I am using kaggle browser. Looking to see if all the below can be done on this kaggle notebook.
Website url: click here
Website screenshot:
The downloading files here in the website are updated every hour and daily. I don't think any information on this website going to change except the xlsx file content as you see in the website.
I want to download two things from this url: meta information and xlsx files you see in the screenshot.
First, I want to download this meta information and make it a dataframe as given below. Now I am manually selecting them, copying them here. But I want to do it from the url
url_meta_df =
ID Type Name URL
CAL Region California https://www.eia.gov/electricity/gridmonitor/knownissues/xls/Region_CAL.xlsx
CAR Region Carolinas https://www.eia.gov/electricity/gridmonitor/knownissues/xls/Region_CAR.xlsx
CENT Region Central https://www.eia.gov/electricity/gridmonitor/knownissues/xls/Region_CENT.xlsx
FLA Region Florida https://www.eia.gov/electricity/gridmonitor/knownissues/xls/Region_FLA.xlsx
Second: download each xlsx file, save them.

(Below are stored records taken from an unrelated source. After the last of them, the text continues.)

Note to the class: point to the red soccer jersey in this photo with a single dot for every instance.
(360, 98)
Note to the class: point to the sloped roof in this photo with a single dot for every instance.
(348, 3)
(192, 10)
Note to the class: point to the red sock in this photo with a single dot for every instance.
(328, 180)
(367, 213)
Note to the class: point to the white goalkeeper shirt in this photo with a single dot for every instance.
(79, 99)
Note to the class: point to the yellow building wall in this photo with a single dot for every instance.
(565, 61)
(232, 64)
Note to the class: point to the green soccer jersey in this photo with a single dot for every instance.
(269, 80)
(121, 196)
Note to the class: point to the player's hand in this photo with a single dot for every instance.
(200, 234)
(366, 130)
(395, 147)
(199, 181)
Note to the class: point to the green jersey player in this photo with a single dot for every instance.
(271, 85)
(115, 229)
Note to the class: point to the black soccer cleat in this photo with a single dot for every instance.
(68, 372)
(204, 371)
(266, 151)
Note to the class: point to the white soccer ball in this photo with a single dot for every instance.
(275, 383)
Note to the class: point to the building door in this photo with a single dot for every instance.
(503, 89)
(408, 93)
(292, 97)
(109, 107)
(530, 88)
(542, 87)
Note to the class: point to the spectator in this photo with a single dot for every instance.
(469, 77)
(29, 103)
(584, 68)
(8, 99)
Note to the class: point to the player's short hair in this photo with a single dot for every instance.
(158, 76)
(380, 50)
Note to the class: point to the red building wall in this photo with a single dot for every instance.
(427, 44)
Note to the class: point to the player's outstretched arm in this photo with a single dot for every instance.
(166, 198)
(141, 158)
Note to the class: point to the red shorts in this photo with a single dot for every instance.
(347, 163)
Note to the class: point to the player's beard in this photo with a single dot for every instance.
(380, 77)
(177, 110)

My code: I have tried following based on an answer here in SO
from bs4 import BeautifulSoup
import requests
r = requests.get(url)
data = r.text
soup = BeautifulSoup(data)
for link in soup.find_all('a'):
print(link.get('href'))
Present output:
None
https://twitter.com/EIAgov
None
https://www.facebook.com/eiagov
None
#page-sub-nav
/
#
/petroleum/
/petroleum/weekly/
/petroleum/supply/weekly/
/naturalgas/
http://ir.eia.gov/ngs/ngs.html
/naturalgas/weekly/
/electricity/
/electricity/monthly/
....